Les incendies de l’été ont rappelé le rôle essentiel des soldats du feu. Partout en France, ces hommes et ces femmes se mobilisent pour sauver des vies, protéger les communes et préserver autant que possible l’environnement. Un engagement qui force l’admiration et suscite aussi de nouvelles vocations, notamment en Gironde. Depuis le déclenchement du gigantesque feu de Saumos, fin juillet, les candidatures pour devenir sapeur-pompier volontaire affluent dans le département.
Face aux images des flammes ravageant la région, certains habitants ont ressenti le besoin de s’engager à leur tour. C’est le cas de Corentin, 24 ans, originaire de Biganos. Le jeune homme pensait déjà depuis longtemps à rejoindre les pompiers volontaires, mais les incendies de cet été ont été un déclic. "C’est un souhait que j’avais depuis l’adolescence", confie-t-il. Voir sa région touchée par les flammes l’a profondément marqué. "Ma famille est originaire du bassin d'Arcachon. Le fait de se sentir impuissant et de voir sa région prendre feu, ça a été compliqué", raconte-t-il.

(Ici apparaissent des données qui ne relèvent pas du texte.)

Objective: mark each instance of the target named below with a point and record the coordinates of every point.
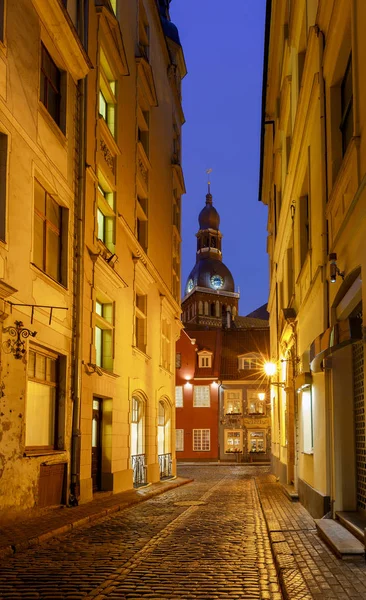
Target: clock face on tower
(217, 282)
(190, 285)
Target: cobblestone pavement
(207, 539)
(307, 567)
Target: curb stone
(291, 579)
(7, 550)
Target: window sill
(141, 353)
(35, 453)
(56, 284)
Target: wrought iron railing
(165, 464)
(139, 469)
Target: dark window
(50, 93)
(347, 107)
(47, 246)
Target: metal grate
(359, 412)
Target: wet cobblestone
(159, 549)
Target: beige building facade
(90, 121)
(312, 179)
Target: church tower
(210, 300)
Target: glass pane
(53, 211)
(98, 346)
(53, 254)
(102, 106)
(38, 242)
(53, 104)
(161, 439)
(95, 433)
(101, 222)
(39, 198)
(40, 366)
(40, 415)
(31, 363)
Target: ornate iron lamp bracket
(20, 333)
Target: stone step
(290, 492)
(354, 522)
(341, 541)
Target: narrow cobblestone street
(206, 540)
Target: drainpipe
(79, 220)
(327, 374)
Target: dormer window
(249, 362)
(205, 359)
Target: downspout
(79, 220)
(329, 422)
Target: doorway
(97, 444)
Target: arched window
(137, 443)
(137, 426)
(164, 439)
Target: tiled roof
(238, 342)
(208, 340)
(249, 322)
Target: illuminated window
(179, 396)
(201, 440)
(42, 400)
(106, 218)
(179, 440)
(256, 404)
(250, 361)
(346, 126)
(233, 441)
(233, 402)
(103, 338)
(201, 396)
(107, 93)
(205, 360)
(140, 321)
(257, 441)
(307, 420)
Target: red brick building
(222, 395)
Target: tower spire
(208, 196)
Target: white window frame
(179, 440)
(253, 398)
(179, 396)
(201, 440)
(250, 361)
(307, 420)
(236, 448)
(204, 360)
(233, 396)
(104, 322)
(205, 400)
(262, 432)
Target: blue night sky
(223, 47)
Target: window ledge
(136, 350)
(35, 453)
(56, 284)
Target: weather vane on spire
(208, 171)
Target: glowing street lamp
(270, 369)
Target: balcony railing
(139, 469)
(165, 464)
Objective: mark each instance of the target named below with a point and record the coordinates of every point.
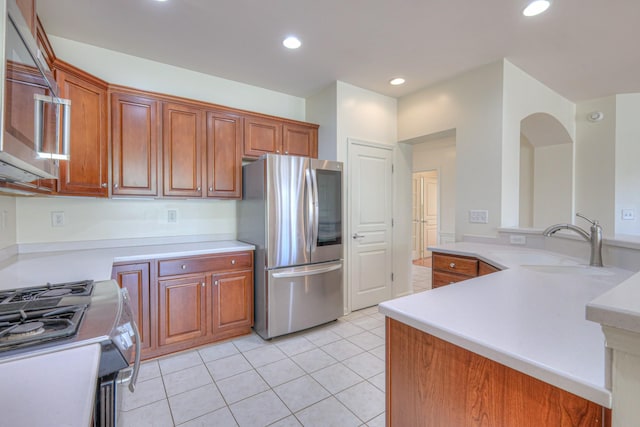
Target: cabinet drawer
(441, 278)
(455, 264)
(231, 261)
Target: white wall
(322, 108)
(94, 219)
(552, 185)
(126, 70)
(470, 103)
(627, 162)
(595, 163)
(98, 219)
(440, 155)
(7, 222)
(523, 96)
(526, 183)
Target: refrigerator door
(287, 211)
(326, 205)
(302, 297)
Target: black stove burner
(47, 296)
(24, 328)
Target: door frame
(437, 170)
(347, 214)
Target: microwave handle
(38, 138)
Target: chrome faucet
(595, 238)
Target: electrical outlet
(57, 219)
(172, 216)
(628, 214)
(518, 240)
(478, 216)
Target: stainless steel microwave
(35, 122)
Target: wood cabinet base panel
(431, 382)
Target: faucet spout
(594, 237)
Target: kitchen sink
(533, 258)
(584, 270)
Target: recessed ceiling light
(536, 7)
(292, 42)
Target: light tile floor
(331, 375)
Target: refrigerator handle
(307, 272)
(310, 210)
(316, 214)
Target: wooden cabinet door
(182, 136)
(298, 140)
(224, 155)
(181, 309)
(86, 172)
(135, 128)
(232, 302)
(136, 279)
(261, 135)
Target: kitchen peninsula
(508, 348)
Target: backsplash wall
(99, 219)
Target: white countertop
(532, 321)
(56, 389)
(35, 269)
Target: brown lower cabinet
(185, 302)
(449, 269)
(431, 382)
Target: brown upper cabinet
(266, 135)
(183, 130)
(135, 133)
(86, 172)
(224, 155)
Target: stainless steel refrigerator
(291, 210)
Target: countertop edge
(591, 392)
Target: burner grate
(20, 329)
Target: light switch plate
(172, 216)
(628, 214)
(57, 219)
(477, 216)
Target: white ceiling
(583, 49)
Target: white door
(370, 206)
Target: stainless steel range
(55, 317)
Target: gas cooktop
(31, 316)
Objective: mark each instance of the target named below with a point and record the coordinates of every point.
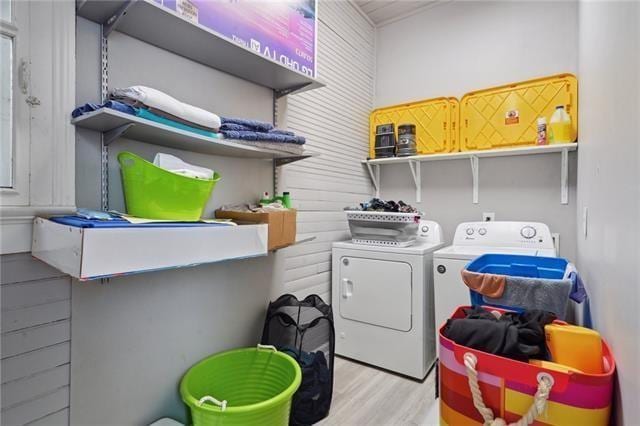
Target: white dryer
(473, 239)
(383, 303)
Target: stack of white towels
(167, 106)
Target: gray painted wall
(134, 337)
(36, 333)
(609, 185)
(455, 47)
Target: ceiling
(382, 11)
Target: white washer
(383, 303)
(473, 239)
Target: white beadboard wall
(36, 334)
(335, 121)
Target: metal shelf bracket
(475, 166)
(112, 23)
(374, 175)
(115, 133)
(564, 177)
(414, 166)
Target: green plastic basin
(154, 193)
(257, 384)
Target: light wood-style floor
(364, 395)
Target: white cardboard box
(92, 253)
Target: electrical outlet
(488, 216)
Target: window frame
(18, 31)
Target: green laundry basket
(249, 386)
(155, 193)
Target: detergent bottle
(560, 126)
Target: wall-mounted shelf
(114, 124)
(414, 162)
(150, 22)
(95, 253)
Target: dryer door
(376, 292)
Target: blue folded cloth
(148, 115)
(241, 128)
(142, 113)
(255, 125)
(535, 293)
(579, 294)
(262, 136)
(90, 107)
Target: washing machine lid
(419, 248)
(471, 252)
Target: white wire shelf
(415, 161)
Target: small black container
(406, 140)
(385, 145)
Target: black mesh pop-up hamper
(304, 330)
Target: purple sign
(284, 30)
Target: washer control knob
(528, 232)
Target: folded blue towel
(148, 115)
(262, 136)
(242, 128)
(142, 113)
(579, 294)
(255, 125)
(534, 293)
(90, 107)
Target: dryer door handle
(347, 288)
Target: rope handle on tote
(270, 347)
(545, 383)
(221, 404)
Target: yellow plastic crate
(454, 120)
(432, 118)
(506, 116)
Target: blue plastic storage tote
(546, 268)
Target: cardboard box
(282, 224)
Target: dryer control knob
(528, 232)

"C’est là que j’ai sauté le pas"
Face à cette impression d’impuissance, Corentin a décidé de franchir le pas. "Je me suis dit : pourquoi des pompiers volontaires et des pompiers professionnels iraient protéger notre région, et pourquoi moi, je ne pourrais pas le faire ? C’est là que j’ai sauté le pas", explique-t-il. En quelques semaines, les demandes d’engagement ont fortement augmenté en Gironde.

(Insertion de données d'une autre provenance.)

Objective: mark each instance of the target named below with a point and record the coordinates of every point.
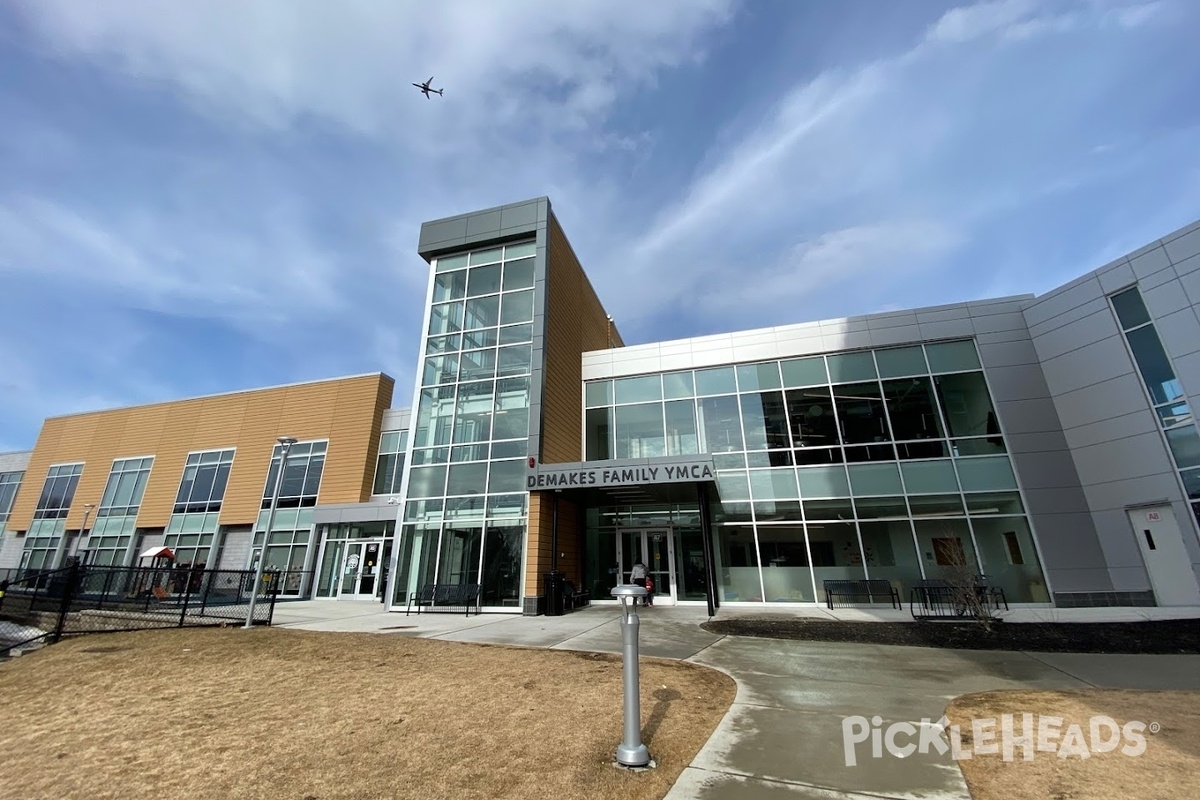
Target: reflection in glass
(719, 423)
(811, 417)
(1153, 365)
(861, 413)
(1009, 559)
(765, 421)
(737, 561)
(681, 421)
(640, 431)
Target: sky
(207, 197)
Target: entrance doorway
(1167, 558)
(655, 548)
(360, 570)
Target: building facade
(197, 476)
(1043, 441)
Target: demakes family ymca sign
(600, 474)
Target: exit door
(655, 548)
(1167, 558)
(360, 571)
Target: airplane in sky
(425, 88)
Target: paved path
(783, 737)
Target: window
(9, 485)
(58, 492)
(390, 464)
(203, 485)
(126, 482)
(301, 475)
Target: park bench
(870, 589)
(449, 597)
(574, 599)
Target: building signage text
(549, 477)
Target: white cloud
(886, 253)
(969, 23)
(279, 62)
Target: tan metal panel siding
(347, 411)
(576, 322)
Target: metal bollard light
(631, 752)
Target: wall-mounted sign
(598, 474)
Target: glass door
(360, 571)
(654, 547)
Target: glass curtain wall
(45, 541)
(1164, 389)
(465, 512)
(9, 485)
(287, 548)
(883, 463)
(112, 540)
(390, 464)
(335, 539)
(192, 529)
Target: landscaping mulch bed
(1150, 637)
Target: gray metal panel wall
(1115, 441)
(11, 546)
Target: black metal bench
(448, 597)
(862, 588)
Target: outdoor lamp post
(631, 752)
(286, 443)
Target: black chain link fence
(46, 606)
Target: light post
(83, 528)
(286, 443)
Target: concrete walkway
(783, 737)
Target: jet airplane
(425, 88)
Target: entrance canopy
(629, 481)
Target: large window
(111, 539)
(886, 463)
(301, 475)
(466, 495)
(9, 485)
(203, 485)
(58, 492)
(390, 464)
(126, 482)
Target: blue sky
(215, 196)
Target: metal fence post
(204, 595)
(187, 596)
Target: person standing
(637, 573)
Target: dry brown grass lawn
(300, 715)
(1169, 769)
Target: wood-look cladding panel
(575, 323)
(347, 411)
(539, 555)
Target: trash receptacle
(555, 597)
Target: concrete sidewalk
(783, 737)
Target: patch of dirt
(1150, 637)
(233, 714)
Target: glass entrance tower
(507, 305)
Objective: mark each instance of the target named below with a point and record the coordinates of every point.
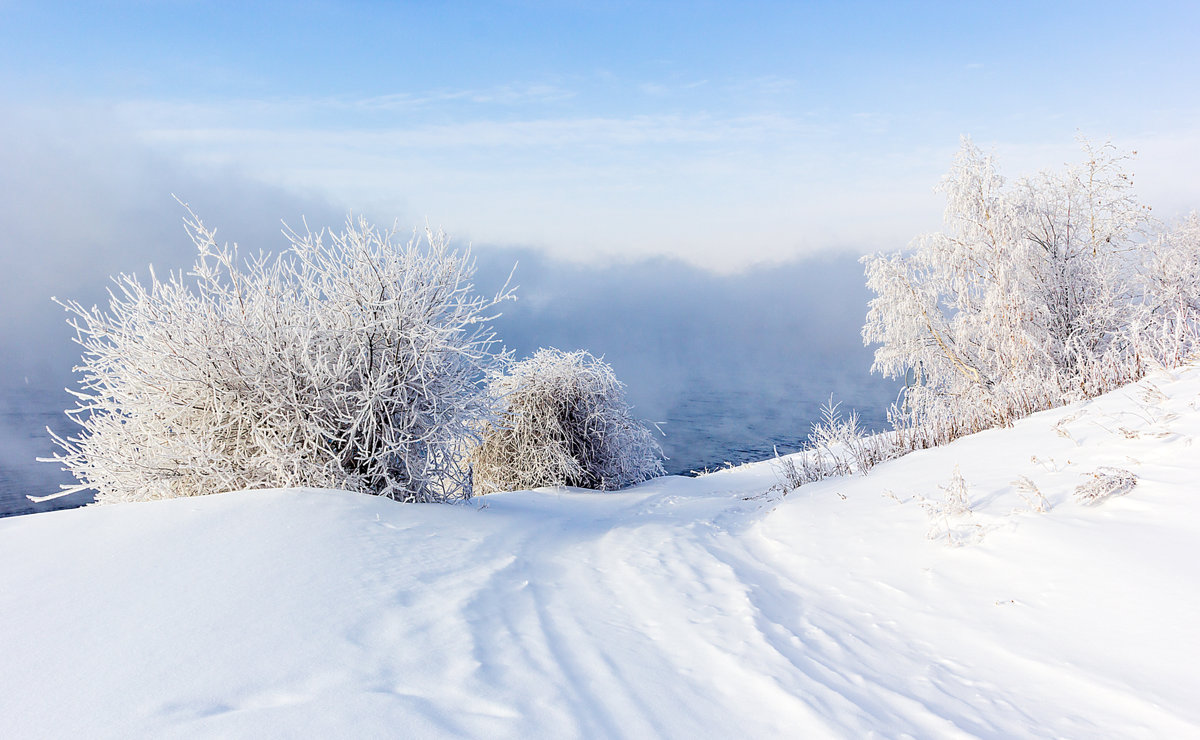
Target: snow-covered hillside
(709, 607)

Le SDIS 33 dénombre désormais un peu plus de 460 candidatures pour devenir sapeur-pompier volontaire. Un afflux important, qui traduit à la fois l’émotion suscitée par les incendies et la volonté de nombreux habitants de participer concrètement à la protection de leur territoire. Pour David Brunner, chef de mission au SDIS 33, cet engagement est indispensable. "C’est aussi un acte citoyen pour sa commune, pour son territoire, qui aujourd’hui est une nécessité pour venir renforcer les sapeurs-pompiers professionnels et pouvoir distribuer les secours partout", souligne-t-il.
Mais devenir pompier volontaire ne se fait pas du jour au lendemain. Les candidats devront d’abord passer une série de tests physiques et psychologiques. Un processus exigeant, étalé sur plusieurs semaines, avant de pouvoir suivre une formation et rejoindre les équipes sur le terrain.